But hopes were dashed last week when the National Institute for Health and Care Excellence (NICE) prevented the drug from receiving NHS funding – a decision the charity Breast Cancer Now called 'a dark day for women with incurable breast cancer'. It accused the NHS of 'failing' patients by 'blocking a vital treatment'. Patients and experts were equally horrified, branding the ruling 'cruel' and 'a huge blow'.



Campaigners in Westminster paint their breasts to send a message that the cancer drug Enhertu should be made available on the NHS Kathryn Hulland, 46, who was diagnosed with breast cancer in 2020, two years after the birth of her daughter, Grace, told The Mail on Sunday: 'Enhertu would give me more time to spend with my daughter. 'I try to make as many memories as possible. We go to the zoo, the beach and to musicals.

But sometimes I'm filled with grief because it hits me that I won't get to see her grow up.' Following the outcry, in an unusual move – as drug negotiations are usually shrouded in secrecy – NICE hit out at AstraZeneca, the British firm behind Enhertu, accusing it of being 'unwilling to offer a fair price'. The firm pointed out that Enhertu – which is believed to cost about £120,000 a year per patient – was available in 18 other European countries, including Scotland.

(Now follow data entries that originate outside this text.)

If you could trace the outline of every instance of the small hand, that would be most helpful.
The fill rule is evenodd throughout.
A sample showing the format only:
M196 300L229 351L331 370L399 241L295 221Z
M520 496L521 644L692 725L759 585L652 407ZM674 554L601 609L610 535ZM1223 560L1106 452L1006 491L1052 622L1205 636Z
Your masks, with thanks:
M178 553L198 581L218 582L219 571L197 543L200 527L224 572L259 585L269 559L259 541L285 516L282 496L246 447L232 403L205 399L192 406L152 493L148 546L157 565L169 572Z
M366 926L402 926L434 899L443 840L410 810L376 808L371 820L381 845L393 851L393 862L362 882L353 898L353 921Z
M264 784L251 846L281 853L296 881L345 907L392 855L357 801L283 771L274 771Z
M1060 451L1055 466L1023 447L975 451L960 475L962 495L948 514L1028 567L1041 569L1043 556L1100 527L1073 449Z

It also claimed the failure to come to a deal was due to a new NICE policy that brands all terminal cancers as a 'medium severity' disease. However, just days later, the watchdog announced it would allow funding for a new gene- editing drug to tackle the rare blood disorder beta thalassaemia – at a cost of £1.65 million a dose.

So what's going on? Experts say the main problem is a significant change made to the way NICE decides whether new treatments are cost effective. The purpose of NICE is to make sure the Health Service spends its £19 billion drug budget on treatments that can provide the maximum benefit to patients. It does this by comparing the health gains expected from a new treatment to its cost.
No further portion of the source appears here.